From a seven-second advantage at the midway point on Saturday, Sébastien Ogier currently holds a margin of nigh-on 40 seconds heading into the final day – only now he is being pursued, as in Mexico three weeks ago, by his own Citroën Total World Rally Team team-mate and compatriot Sébastien Loeb.
“For the moment it's perfect, but there are still 100 kilometres to go and we saw a lot of problems for a lot of drivers,” mused the leader, expressing caution on what is turning out to be a real rally of attrition. “We plan to be easy with the car and the tyres, but it's not easy. Without any problems it should be okay, but it's not finished.”

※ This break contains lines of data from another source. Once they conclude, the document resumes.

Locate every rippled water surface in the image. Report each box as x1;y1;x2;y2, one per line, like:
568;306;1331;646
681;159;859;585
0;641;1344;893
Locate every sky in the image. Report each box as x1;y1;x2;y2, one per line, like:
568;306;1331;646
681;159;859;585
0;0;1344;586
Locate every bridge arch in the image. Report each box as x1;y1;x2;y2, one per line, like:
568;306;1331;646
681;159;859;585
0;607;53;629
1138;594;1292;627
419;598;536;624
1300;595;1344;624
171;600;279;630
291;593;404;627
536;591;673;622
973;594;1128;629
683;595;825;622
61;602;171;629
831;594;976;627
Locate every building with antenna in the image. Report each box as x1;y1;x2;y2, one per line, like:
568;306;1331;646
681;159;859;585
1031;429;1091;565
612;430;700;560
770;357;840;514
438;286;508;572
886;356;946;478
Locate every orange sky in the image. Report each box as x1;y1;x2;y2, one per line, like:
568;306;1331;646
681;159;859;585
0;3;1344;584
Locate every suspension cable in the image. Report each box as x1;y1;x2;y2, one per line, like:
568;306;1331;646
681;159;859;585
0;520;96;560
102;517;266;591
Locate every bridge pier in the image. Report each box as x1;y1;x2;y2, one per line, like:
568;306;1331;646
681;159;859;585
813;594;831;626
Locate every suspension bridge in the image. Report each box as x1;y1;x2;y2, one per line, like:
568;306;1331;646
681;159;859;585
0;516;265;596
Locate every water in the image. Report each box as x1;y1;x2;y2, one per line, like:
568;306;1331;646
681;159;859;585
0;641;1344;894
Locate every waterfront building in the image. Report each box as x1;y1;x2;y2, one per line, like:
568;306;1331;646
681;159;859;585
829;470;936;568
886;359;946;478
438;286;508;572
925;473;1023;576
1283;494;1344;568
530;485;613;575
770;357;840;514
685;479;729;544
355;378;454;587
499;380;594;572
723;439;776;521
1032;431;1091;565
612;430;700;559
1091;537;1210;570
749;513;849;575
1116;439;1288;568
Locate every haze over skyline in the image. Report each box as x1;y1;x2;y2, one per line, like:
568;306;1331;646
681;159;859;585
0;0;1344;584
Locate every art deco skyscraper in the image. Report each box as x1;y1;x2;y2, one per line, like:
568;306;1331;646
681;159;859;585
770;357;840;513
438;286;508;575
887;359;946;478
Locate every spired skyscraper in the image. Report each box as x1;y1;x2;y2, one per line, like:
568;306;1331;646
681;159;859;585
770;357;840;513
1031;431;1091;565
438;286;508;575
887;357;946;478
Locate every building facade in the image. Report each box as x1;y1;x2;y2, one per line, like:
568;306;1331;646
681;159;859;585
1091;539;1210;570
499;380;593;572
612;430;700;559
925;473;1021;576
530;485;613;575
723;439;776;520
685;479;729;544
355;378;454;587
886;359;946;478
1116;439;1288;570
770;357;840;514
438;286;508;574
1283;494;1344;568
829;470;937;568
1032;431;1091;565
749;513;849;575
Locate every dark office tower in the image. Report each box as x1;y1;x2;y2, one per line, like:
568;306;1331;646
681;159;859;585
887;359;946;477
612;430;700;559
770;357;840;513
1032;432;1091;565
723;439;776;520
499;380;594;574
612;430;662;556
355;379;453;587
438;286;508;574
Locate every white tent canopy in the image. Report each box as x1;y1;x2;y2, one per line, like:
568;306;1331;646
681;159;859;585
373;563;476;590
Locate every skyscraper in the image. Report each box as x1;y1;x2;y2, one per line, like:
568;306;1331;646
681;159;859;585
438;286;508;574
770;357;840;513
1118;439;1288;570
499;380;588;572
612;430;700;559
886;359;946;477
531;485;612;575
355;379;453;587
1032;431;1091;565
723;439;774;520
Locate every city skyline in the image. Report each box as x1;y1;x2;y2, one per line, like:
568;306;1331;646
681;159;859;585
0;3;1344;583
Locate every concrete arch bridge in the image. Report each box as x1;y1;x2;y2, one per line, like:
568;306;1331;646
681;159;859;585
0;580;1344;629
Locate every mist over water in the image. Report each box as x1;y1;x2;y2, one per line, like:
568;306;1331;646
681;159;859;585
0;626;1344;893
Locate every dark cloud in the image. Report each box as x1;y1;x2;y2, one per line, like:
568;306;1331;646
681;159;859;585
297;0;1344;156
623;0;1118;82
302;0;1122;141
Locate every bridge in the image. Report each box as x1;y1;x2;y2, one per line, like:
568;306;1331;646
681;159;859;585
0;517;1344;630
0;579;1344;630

“I think he will keep the lead he has,” added Loeb. “For sure it will be very difficult to catch him, because there's not so much cleaning happening and he is far in front so there is nothing to do. I thought it was easy to get a puncture on the final stage today, so I slowed down a bit on the stage.”
Latvala's hopes were dashed by a costly driveshaft failure on SS12. The Crash.net
columnist subsequently had to stop to change a puncture, leaving him more than four minutes adrift of Ogier and ostensibly with his victory hopes in tatters – a double blow for the Ford Abu Dhabi World Rally Team, with a puncture followed by a broken rear suspension on SS13 similarly knocking team-mate Mikko Hirvonen out of the hunt. The world championship leader will begin from fifth on Sunday, and conceded that 'we could have been in the fight but now it's just very disappointing'.
Still, at least Hirvonen was able to bury the hatchet with Loeb following the pair's earlier ill-tempered spat. The WRC's 'recordman' had accused his title rival of deliberately trying to sabotage his charge in order to protect Latvala's then lead, by stunting his progress in clouds of dust [see separate story – click here
]. Like the dust, though, the dispute has now blown over.
“I was angry with Mikko, but it's not his fault,” Loeb told the official championship website of the 30-second time loss that he had blamed for 'destroying' his bid for glory. “He could imagine I was there, but he could not know for sure. He cannot stop for nothing. It was the choice of Ford not to let me go, because I said to my team on the radio that we were in the dust and we couldn't see anything. They called Ford, but they said I had to stay behind.”
“I would be unhappy in that situation as well,” concurred Hirvonen. “The next stage he came and apologised to me about the whole thing, and I said I was sorry but there was nothing I could do about it. For sure, for everybody it looks like we protected Jari-Matti, but I just wanted to get back in the car and then carry on flat-out, which was the right thing to do. I didn't know how long my tyre change took, but I didn't see any dust or anything coming so I thought it was a fairly good change. Then we got back in the car and went flat-out.”
Whilst Citroën Sport director Olivier Quesnel confessed to being 'really frustrated' with the situation, his Ford counterpart Malcolm Wilson was shouldering none of the responsibility.